Не знаю, как Ким Дон Чун, но Ким Дар Сен был довольно простым парнем. Однажды у меня с ним получился занятный разговор. Я сидел у своего стола и рассматривал очередной выпуск книги рекордов Гиннеса. Он подошёл ко мне, когда я разглядывал фото одного американца в ковбойской шапке. Тот весил 440 кило. Кореец посмотрел на рекордсмена и задумчиво покачал головой. Из его реплики следовало, что он не удивился весу американца, а был озабочен, сколько мяса и молока требовалось на прокорм толстяка. Напомню, что институт, в котором он работал, проектировал мясо-молочные комплексы. Попытка заговорить с ним о его соплеменнике Викторе Цое не увенчалась успехом. Он только вопросительно посмотрел на меня, дескать, о чём это говорит с ним сторож. После такой его реакции в общении с ним я ограничивался только приветствиями. Марья Ивановна же, завидев его, нараспев не без игривости в тоне произносила «Ким Дар Сен, Ким Дар Сен!».  Этот «напев» запал мне в душу, как и слово «стамина».

Вскоре меня перевели на другой объект. В последнее дежурство в институте, которое пришлось на воскресенье, я наблюдал, как сгружали и тянули по рельсам наверх огромные тяжеленные деревянные контейнеры. Этим занимались трое мощных парней. За такую работу, как я узнал от них, им обещали премию. Один из огромных ящиков они всё-таки уронили, из него потёк какой-то сок. От них же узнал, что завезли  электронно-вычислительную машину БЭСМ. «Бог в помощь!» - заметил я и имел в виду не только то, что им эту ношу надо было тащить на третий этаж. Того гляди, машина поможет им в их основном труде.  Ещё подумалось, что не знаю, как на родине Кимов, но в Южной Корее в обиходе давно уже персональные компьютеры, не то что «громаздьё» БЭСМ.

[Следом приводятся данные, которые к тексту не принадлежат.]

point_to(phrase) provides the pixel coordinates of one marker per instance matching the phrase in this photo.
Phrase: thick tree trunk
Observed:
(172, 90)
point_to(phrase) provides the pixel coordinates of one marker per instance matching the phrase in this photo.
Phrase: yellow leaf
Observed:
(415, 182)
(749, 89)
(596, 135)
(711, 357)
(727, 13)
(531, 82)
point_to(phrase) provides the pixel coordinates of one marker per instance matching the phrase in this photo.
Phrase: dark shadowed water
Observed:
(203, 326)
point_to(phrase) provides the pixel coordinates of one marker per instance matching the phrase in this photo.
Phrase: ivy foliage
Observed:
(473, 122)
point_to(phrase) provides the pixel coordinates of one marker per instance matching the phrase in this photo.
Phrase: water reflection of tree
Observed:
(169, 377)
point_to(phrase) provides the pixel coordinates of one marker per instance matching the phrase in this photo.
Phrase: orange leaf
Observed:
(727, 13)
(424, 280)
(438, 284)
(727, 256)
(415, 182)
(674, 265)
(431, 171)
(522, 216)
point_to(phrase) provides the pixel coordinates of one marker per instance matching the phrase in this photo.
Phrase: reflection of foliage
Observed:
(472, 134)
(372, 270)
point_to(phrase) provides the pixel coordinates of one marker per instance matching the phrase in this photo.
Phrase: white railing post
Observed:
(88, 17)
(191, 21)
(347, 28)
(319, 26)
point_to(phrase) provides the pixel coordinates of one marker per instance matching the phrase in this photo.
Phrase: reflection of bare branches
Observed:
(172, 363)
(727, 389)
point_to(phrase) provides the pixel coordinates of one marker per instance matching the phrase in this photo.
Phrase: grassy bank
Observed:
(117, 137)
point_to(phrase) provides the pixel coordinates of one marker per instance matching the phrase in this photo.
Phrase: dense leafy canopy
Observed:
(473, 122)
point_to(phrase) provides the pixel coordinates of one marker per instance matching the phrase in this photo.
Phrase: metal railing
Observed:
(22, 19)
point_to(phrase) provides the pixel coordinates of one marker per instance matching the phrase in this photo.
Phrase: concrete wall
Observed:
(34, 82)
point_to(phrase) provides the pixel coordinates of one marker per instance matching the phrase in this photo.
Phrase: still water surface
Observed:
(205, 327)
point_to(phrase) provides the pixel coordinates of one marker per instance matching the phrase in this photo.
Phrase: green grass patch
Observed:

На новом объекте (спец.поликлинике) удобств было больше. Но утомление от нерегулярного сна накапливалось. Кроме того, что моём черепе из угла в угол переливалась жидкость, у меня пропал аппетит, падало настроение. Во снах слышалось напевное «Ким Дар Сен, Ким Дар Сен!» и то, как с ним перекликалось слово «стамина». Я последовал рекомендации моего соседа биолога – перестал читать лёжа и бросил работу сторожа.